1) permeabilizing the cell of interest or isolating the nucleus from the cell of interest; 2) performing a nuclear run-on (NRO) reaction with the permeabilized cell or the isolated nucleus, wherein a purifiable nucleotide analog is added to the NRO reaction; 3) optimizing the number of bases traveled by engaged polymerases for high resolution and low bias for nucleotide content of transcribed sequences by limiting a second nucleotide concentration or duration of the NRO reaction; 4) isolating NRO-RNA from the NRO reaction; 5) hydrolyzing the NRO-RNA isolated from the NRO reaction to optimize resolution of polymerase location; 6) selecting hydrolyzed NRO-RNA with a solid support to obtain a highly enriched and purified fraction of the hydrolyzed NRO-RNA; 7) enzymatically repairing the hydrolyzed NRO-RNA; 8) selecting capped NRO-RNAs through enzymatic enrichment by the oligo-capping method; and 9) ligating the hydrolyzed NRO-RNA to compatible adapter oligos.

[0152] In another embodiment, the GRO method can be modified to adapt the method to identifying an active site of an engaged RNA polymerase in the genome of a cell of interest comprising the steps of:

1) permeabilizing the cell of interest or isolating the nucleus from the cell of interest; 2) hydrolyzing RNA in the permeabilized cell or the isolated nucleus with an RNase; 3) performing a nuclear run-on (NRO) reaction with the permeabilized cell or the isolated nucleus, wherein a purifiable nucleotide analog is added to the NRO reaction; 4) optimizing the number of bases traveled by engaged polymerases for high resolution and low bias for nucleotide content of transcribed sequences by limiting a second nucleotide concentration or duration of the NRO reaction; 5) isolating NRO-RNA from the NRO reaction; 6) selecting hydrolyzed NRO-RNA with a solid support to obtain a highly enriched and purified fraction of the hydrolyzed NRO-RNA; 7) enzymatically repairing the hydrolyzed NRO-RNA by removing a 5' cap from the NRO-RNA and adding a 5'-P to the NRO-RNA; and 8) ligating the hydrolyzed NRO-RNA to compatible adapter oligos.

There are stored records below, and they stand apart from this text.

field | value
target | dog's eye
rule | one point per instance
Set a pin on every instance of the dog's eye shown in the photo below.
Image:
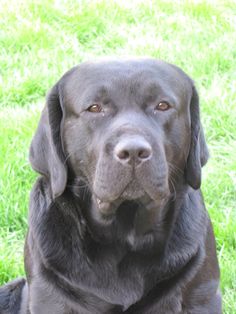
(162, 106)
(95, 108)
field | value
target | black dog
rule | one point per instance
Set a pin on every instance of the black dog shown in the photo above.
(117, 222)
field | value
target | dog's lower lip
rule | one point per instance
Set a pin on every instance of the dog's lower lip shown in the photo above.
(103, 206)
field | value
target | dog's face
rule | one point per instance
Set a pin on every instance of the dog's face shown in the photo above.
(129, 129)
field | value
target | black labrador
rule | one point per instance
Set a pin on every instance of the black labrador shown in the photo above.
(117, 222)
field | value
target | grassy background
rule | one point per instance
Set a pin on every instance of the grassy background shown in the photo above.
(40, 40)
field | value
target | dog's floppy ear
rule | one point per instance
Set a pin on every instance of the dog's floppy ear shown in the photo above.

[0153] According to this modification, the RNA is hydrolyzed by RNase prior to the NRO reaction. Then the GRO-method proceeds as normal, except that two steps are subsequently omitted: performing base hydrolysis after the NRO reaction and removing the 3'-P (e.g., through treatment with low pH T4 PNK) which would normally be done after removing the 5' cap (e.g., through treatment with (TAP).

[0154] In another embodiment, the GRO method can be modified to adapt the method to map a site of co-transcriptional cleavage that delineates the 3' end of an mRNA comprising the steps of:

1) permeabilizing the cell of interest or isolating the nucleus from the cell of interest; 2) performing a nuclear run-on (NRO) reaction with the permeabilized cell or isolated nucleus, wherein a purifiable nucleotide analog is added to the NRO reaction; 3) optimizing the number of bases traveled by engaged polymerases for high resolution and low bias for nucleotide content of transcribed sequences by limiting a second nucleotide concentration or duration of the NRO reaction; 4) isolating NRO-RNA from the NRO reaction; 5) optionally hydrolyzing the NRO-RNA isolated from the NRO reaction, to optimize resolution of polymerase location; 6) selecting hydrolyzed NRO-RNA with a solid support to obtain a highly enriched and purified fraction of the hydrolyzed NRO-RNA; 7) enzymatically repairing the hydrolyzed NRO-RNA removing a 3'-P from the hydrolyzed NRO-RNA; and 8) ligating the hydrolyzed NRO-RNA to compatible adapter oligos.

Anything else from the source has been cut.